For the latest Borderlands game, which takes place between the events of the first and second games, Gearbox President Randy Pitchford pushed for the name “Borderlands 1.5”. The team eventually decided on “The Pre-Sequel” because, from a gameplay perspective the game is far closer to Borderlands 2.5.
Yep, 2.5, not 3. That’s a pretty honest assessment of an upcoming game from a company president, but that’s one of the great things about Pitchford, who was humble and humbled by the fanbase at PAX. Borderlands: The Pre-Sequel is a full, brand-new Borderlands game, but it’s based heavily on the foundation Gearbox built with Borderlands 2.

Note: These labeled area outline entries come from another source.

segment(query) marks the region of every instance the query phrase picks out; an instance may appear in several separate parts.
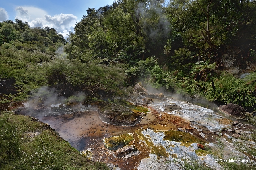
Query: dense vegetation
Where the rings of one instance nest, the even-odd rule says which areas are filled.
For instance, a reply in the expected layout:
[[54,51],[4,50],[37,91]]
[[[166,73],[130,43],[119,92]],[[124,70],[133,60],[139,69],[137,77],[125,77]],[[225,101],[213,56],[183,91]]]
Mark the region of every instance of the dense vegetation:
[[109,169],[87,160],[49,125],[35,119],[0,115],[1,169]]
[[[255,110],[256,73],[240,79],[226,71],[253,68],[256,1],[118,0],[87,11],[67,41],[53,28],[0,22],[0,111],[43,86],[99,97],[125,95],[140,81]],[[31,118],[2,113],[1,168],[106,168]]]
[[16,90],[2,92],[1,102],[46,85],[67,96],[121,95],[141,81],[252,111],[256,74],[240,79],[222,70],[232,55],[242,70],[256,60],[255,16],[255,0],[117,1],[88,9],[67,42],[53,28],[4,21],[0,78]]

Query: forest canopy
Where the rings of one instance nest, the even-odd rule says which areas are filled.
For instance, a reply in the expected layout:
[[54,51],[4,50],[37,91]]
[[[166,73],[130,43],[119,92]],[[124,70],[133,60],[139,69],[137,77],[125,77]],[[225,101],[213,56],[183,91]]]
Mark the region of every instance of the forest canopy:
[[122,95],[140,81],[254,108],[256,74],[243,79],[226,71],[255,71],[255,0],[119,0],[89,8],[67,40],[54,28],[4,21],[0,78],[16,90],[1,91],[1,102],[26,99],[44,85],[61,95]]

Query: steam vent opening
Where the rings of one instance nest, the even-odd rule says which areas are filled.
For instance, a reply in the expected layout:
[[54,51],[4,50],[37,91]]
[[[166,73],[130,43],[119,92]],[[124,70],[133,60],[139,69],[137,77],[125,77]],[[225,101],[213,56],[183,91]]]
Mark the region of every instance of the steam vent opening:
[[173,110],[182,110],[182,108],[179,106],[170,105],[165,106],[164,107],[164,109],[166,111],[173,111]]

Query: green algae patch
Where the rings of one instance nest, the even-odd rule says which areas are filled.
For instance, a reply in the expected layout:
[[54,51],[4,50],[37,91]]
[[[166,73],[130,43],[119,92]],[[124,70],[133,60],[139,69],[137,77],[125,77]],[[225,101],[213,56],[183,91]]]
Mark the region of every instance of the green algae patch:
[[157,158],[158,159],[160,159],[159,156],[165,157],[168,157],[169,156],[169,154],[166,152],[165,149],[162,145],[154,146],[152,149],[151,153],[155,154],[157,155]]
[[173,157],[174,158],[178,158],[178,156],[177,156],[177,155],[176,155],[175,154],[172,154],[171,156],[172,157]]
[[135,113],[144,112],[146,114],[148,112],[149,112],[148,109],[147,108],[140,106],[137,106],[133,105],[130,105],[130,109]]
[[205,150],[201,149],[199,149],[195,151],[196,154],[199,156],[205,156],[209,154],[210,153],[207,150]]
[[189,133],[175,130],[166,132],[165,136],[164,138],[164,140],[177,142],[181,142],[183,144],[187,147],[193,143],[203,142],[202,141],[195,137]]
[[110,150],[116,150],[122,148],[134,139],[131,133],[123,134],[121,136],[115,136],[103,139],[105,147]]
[[169,154],[166,152],[165,148],[161,145],[155,145],[153,142],[150,141],[150,136],[146,135],[146,136],[145,136],[141,133],[143,130],[144,130],[142,129],[138,129],[135,132],[138,135],[139,139],[144,141],[147,146],[151,148],[151,153],[156,155],[157,156],[157,158],[158,159],[160,159],[159,156],[168,157]]

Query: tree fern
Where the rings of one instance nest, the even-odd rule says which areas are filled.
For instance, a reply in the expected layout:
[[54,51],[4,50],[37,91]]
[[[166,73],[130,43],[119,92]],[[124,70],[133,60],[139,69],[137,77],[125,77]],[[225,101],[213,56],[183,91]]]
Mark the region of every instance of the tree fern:
[[256,72],[247,75],[243,80],[246,82],[247,84],[250,84],[252,82],[256,81]]

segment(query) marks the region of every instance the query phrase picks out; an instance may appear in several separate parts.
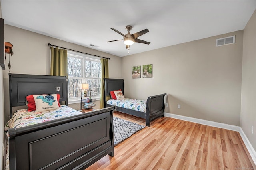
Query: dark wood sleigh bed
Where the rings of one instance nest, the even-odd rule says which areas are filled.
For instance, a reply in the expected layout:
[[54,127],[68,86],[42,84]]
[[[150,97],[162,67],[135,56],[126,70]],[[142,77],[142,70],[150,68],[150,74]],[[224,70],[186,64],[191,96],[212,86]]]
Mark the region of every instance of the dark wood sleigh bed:
[[[107,104],[107,101],[110,99],[110,91],[122,90],[124,93],[124,81],[123,79],[104,79],[105,92],[104,95],[105,107],[111,106]],[[146,119],[146,125],[150,126],[150,122],[156,118],[164,116],[164,96],[166,93],[150,96],[147,99],[146,113],[115,106],[117,111],[141,117]]]
[[[67,104],[67,79],[9,74],[12,107],[31,94],[60,95]],[[84,169],[106,154],[114,156],[113,112],[109,107],[26,127],[10,128],[10,170]]]

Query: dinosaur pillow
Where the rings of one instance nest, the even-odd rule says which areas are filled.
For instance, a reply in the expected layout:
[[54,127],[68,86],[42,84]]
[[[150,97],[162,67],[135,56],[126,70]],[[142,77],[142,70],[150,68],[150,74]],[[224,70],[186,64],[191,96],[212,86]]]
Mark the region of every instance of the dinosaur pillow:
[[[46,94],[44,94],[43,95],[46,95]],[[35,100],[34,99],[33,95],[29,95],[26,96],[26,105],[28,106],[28,111],[29,112],[32,112],[32,111],[35,111],[36,110],[36,103],[35,103]],[[60,107],[60,95],[59,94],[57,94],[57,100],[59,105],[59,107]]]
[[116,97],[116,99],[118,100],[125,99],[121,91],[114,91],[114,93],[115,93]]
[[39,112],[59,109],[57,94],[33,95],[36,103],[36,111]]

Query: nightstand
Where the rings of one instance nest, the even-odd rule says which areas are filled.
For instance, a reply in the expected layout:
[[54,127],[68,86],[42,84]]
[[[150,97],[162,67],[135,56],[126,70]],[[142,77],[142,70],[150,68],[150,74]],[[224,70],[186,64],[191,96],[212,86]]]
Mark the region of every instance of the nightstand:
[[93,108],[92,107],[91,108],[89,108],[89,109],[82,109],[81,111],[80,111],[81,112],[86,113],[86,112],[90,112],[91,111],[94,111],[94,110],[95,109],[93,109]]
[[96,105],[92,102],[93,101],[92,97],[94,95],[93,95],[92,91],[89,90],[87,91],[86,93],[84,95],[83,97],[81,97],[81,110],[93,109],[93,107]]

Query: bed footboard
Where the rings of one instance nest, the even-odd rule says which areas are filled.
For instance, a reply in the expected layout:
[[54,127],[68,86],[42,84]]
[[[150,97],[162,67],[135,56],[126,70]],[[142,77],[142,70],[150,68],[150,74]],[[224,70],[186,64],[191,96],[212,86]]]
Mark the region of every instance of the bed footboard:
[[113,156],[114,109],[10,129],[10,169],[84,169]]
[[147,100],[146,125],[149,126],[150,121],[157,117],[164,115],[164,96],[166,93],[150,96]]

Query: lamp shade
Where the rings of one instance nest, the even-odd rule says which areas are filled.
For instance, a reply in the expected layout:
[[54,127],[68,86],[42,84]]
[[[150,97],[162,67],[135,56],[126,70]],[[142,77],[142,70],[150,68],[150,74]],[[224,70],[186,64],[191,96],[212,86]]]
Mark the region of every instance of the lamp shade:
[[82,90],[87,90],[89,89],[89,84],[82,84]]
[[124,38],[124,43],[127,45],[130,45],[134,43],[134,40],[133,38]]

It also isn’t strictly made by Gearbox. The Pre-Sequel is a collaboration between Gearbox and 2K Australia, who previously worked on all of the Bioshock games. “We were given a brief ‘we want to go to the moon, throw out ideas,let’s start talking,’ so it was a really good starting point,” 2K Australia Producer Joel Eschler told me during an interview. “We’re talking every single day, we’re going to each other’s studios all the time. We’re working on this game together and designing this game together. It’s been a really organic relationship so far.”
So yeah, for Borderlands: The Pre-Sequel, 2K Australia and Gearbox are taking us to the moon. That means low gravity, oxygen tanks, and a sci-fi slant that justifies things like laser beams and freeze guns. “It’s the moon of Pandora, it’s not the moon of Earth,” Eschler explained. “You can expect some pretty varied environments as you’re playing through the game. And you don’t just play on the moon, you actually go up to the Hyperion space station as well.”
During the PAX East panel, Pitchford told the story of trying to get freeze weapons in Borderlands 2, how they couldn’t do it, and how 2K Australia managed it in a couple days. “One of our programmers actually figured out a way to procedurally freeze and smash the guys so it’s different every time,” Eschler explained. He didn’t deny that their experience working on BioShock helped a little bit.
2K Australia’s influence is felt in the storyline as well. During development the team sent Gearbox sequences with placeholder voice acting featuring really bad attempts at American accents. At Gearbox, they couldn’t tell that the voices were American accents at all, and after a laugh, decided that the moon denizens would be Aussie. So in the Borderlands universe, Australia is the moon.
That also means some of the writing will be coming from a different place this time around. “Anthony Burch is writing some of it and giving creative feedback, but Joel’s team has two writers as well,” Gearbox Producer James Lopez told me.
While I’ve always enjoyed the Borderlands games, I also found the cross-chat between the characters problematic. It was enough of an issue in Borderlands 2 that I had to write about it, as I couldn’t really appreciate the funny writing when characters constantly talked over each other. “That is something that from a system level we have done a bit of work to try and help with,” Escher assured me. Not everyone has had this issue (as the comments on that article clearly indicated), but I’m glad 2K is addressing it anyway.
The Pre-Sequel may be more like a side-game than a full-on sequel, but the 2K collaboration and the moon setting seem to be leading to a refreshing experience. Low gravity allows for things like double jumps and stomp attacks, while 2K’s previous work has helped to freshen up the weaponry. You’re the bad guys this time around, too, working for Handsome Jack along his rise to power. You’ll even be able to play as Claptrap!
All-in-all, whether you can’t get enough of Borderlands (despite the endless DLC releases), or you’ve had your fill, The Pre-Sequel looks fresh enough to be on anyone’s radar. That is, assuming you didn’t — as Pitchford apologized for at the Gearbox panel — sell your 360 or PS3 for a next-gen console.